Airline/ Holiday Operator Failure: Not all policies have this. Credit card firms (and I mean credit card firms - not a card that happens to have a "VISA" sign on it) do cover the failure of your holiday firm and/ or airline if the whole holiday or ticket was bought on the one card. Some holidays (that's "some") are covered under the CAA's ATOL scheme - but you need to make sure who is going to cover you. Airline failure is a must-have if you have purchased your travel using a debit card or only partly on a credit card, used cash or used anything other than a credit card. Even if you do use a credit card, do not assume they will cover you. Credit card firms are (and quite rightly, I think) getting fed up with being a surrogate bonding agency, so always check.

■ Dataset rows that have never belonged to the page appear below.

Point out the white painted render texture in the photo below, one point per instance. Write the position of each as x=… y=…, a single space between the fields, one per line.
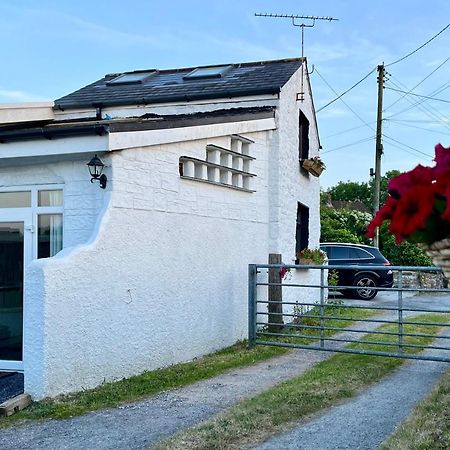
x=156 y=272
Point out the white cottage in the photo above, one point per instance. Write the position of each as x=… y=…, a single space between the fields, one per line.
x=202 y=178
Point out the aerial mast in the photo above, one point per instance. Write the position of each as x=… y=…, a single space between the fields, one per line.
x=295 y=22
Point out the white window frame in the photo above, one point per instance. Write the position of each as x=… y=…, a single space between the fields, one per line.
x=34 y=211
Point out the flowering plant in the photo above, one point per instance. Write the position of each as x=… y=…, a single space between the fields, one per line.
x=318 y=161
x=418 y=205
x=314 y=256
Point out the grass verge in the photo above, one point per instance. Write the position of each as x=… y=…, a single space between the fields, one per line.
x=153 y=382
x=428 y=427
x=328 y=383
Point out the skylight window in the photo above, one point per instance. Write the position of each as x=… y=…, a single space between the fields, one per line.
x=130 y=78
x=206 y=72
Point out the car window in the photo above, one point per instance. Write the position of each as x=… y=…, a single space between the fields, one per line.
x=357 y=253
x=339 y=253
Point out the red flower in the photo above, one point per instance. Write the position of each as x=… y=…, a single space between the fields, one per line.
x=404 y=182
x=412 y=211
x=442 y=158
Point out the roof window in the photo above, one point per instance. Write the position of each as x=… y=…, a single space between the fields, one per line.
x=130 y=78
x=206 y=72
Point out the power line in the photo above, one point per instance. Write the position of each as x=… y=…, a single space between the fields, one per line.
x=347 y=130
x=407 y=151
x=408 y=146
x=348 y=90
x=418 y=48
x=417 y=95
x=437 y=91
x=344 y=102
x=419 y=83
x=399 y=122
x=428 y=110
x=349 y=145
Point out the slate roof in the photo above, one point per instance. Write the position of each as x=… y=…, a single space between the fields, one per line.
x=163 y=86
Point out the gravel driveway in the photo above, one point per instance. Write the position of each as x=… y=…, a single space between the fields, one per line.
x=137 y=425
x=10 y=386
x=364 y=422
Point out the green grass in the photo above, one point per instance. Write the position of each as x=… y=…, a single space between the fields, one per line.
x=145 y=384
x=328 y=383
x=428 y=427
x=153 y=382
x=302 y=323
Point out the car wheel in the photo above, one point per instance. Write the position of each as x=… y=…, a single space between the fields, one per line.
x=365 y=283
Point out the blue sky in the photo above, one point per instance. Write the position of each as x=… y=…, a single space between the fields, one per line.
x=51 y=48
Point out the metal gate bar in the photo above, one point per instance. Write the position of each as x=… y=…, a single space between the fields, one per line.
x=260 y=331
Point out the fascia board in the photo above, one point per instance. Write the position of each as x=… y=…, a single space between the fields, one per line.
x=133 y=139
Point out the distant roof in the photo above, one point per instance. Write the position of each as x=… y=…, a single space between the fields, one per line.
x=194 y=83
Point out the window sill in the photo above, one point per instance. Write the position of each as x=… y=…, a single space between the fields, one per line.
x=229 y=186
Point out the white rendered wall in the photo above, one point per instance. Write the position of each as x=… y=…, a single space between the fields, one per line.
x=165 y=279
x=289 y=186
x=81 y=202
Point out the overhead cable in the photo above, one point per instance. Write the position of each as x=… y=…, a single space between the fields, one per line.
x=345 y=103
x=349 y=145
x=417 y=95
x=418 y=84
x=348 y=90
x=418 y=48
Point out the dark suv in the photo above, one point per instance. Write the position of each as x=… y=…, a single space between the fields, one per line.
x=367 y=278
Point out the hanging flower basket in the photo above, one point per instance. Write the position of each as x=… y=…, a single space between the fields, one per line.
x=314 y=166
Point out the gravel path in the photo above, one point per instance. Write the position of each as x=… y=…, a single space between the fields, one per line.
x=137 y=425
x=365 y=422
x=10 y=386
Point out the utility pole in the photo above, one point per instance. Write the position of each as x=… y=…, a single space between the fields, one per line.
x=378 y=149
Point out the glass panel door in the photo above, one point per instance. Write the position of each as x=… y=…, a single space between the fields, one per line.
x=11 y=292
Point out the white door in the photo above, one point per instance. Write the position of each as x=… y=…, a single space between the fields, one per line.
x=15 y=254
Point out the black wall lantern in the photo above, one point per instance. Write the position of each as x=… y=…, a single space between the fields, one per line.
x=95 y=169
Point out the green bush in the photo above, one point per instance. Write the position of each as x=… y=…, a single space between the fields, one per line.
x=343 y=225
x=404 y=254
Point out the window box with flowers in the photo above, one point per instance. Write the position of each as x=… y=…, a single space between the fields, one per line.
x=418 y=208
x=315 y=166
x=311 y=256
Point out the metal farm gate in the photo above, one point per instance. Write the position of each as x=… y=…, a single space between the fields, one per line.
x=409 y=320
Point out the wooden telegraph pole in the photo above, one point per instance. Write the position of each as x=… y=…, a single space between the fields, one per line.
x=378 y=148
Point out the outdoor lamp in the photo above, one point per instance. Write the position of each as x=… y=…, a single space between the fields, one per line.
x=95 y=169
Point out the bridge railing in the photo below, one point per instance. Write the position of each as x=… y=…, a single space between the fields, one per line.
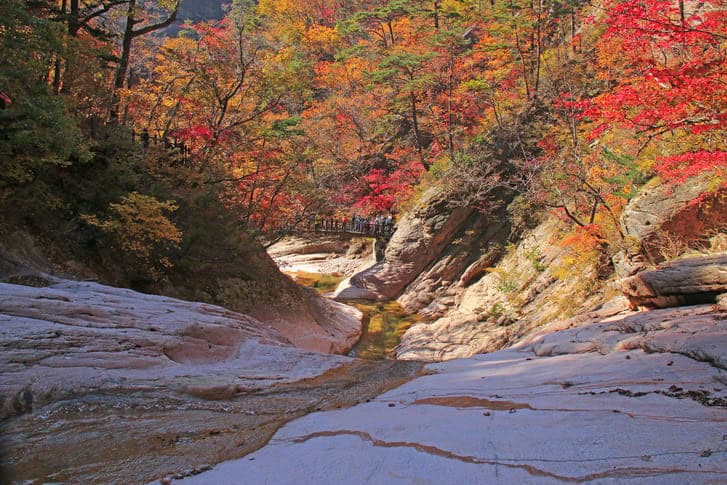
x=362 y=227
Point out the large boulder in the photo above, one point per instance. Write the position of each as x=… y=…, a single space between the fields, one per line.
x=420 y=238
x=325 y=254
x=682 y=282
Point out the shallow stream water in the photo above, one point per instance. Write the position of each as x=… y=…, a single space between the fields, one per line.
x=383 y=322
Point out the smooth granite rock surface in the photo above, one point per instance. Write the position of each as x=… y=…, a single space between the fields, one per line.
x=638 y=399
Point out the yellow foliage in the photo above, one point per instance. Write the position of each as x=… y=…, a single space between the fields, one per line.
x=139 y=226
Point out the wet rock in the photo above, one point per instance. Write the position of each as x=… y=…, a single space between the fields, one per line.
x=455 y=424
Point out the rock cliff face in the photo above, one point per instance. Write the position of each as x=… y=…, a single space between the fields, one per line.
x=663 y=218
x=324 y=254
x=640 y=398
x=421 y=236
x=481 y=283
x=516 y=292
x=107 y=385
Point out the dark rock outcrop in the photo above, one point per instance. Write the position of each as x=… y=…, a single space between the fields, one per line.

A word about "free" travel insurance. Some bank accounts and/ or cards offer "free" travel insurance as part of their packages. Such insurance is usually very limited in scope and nature. Please do check carefully what is on offer.
Personally, I have an annual family policy from a well known provider and if I have to travel, I keep with me at all times two things: 1. The policy number and 2. The emergency contact number.
This is by no means a comprehensive guide. I hope, though, that it inspires you to read your policy document.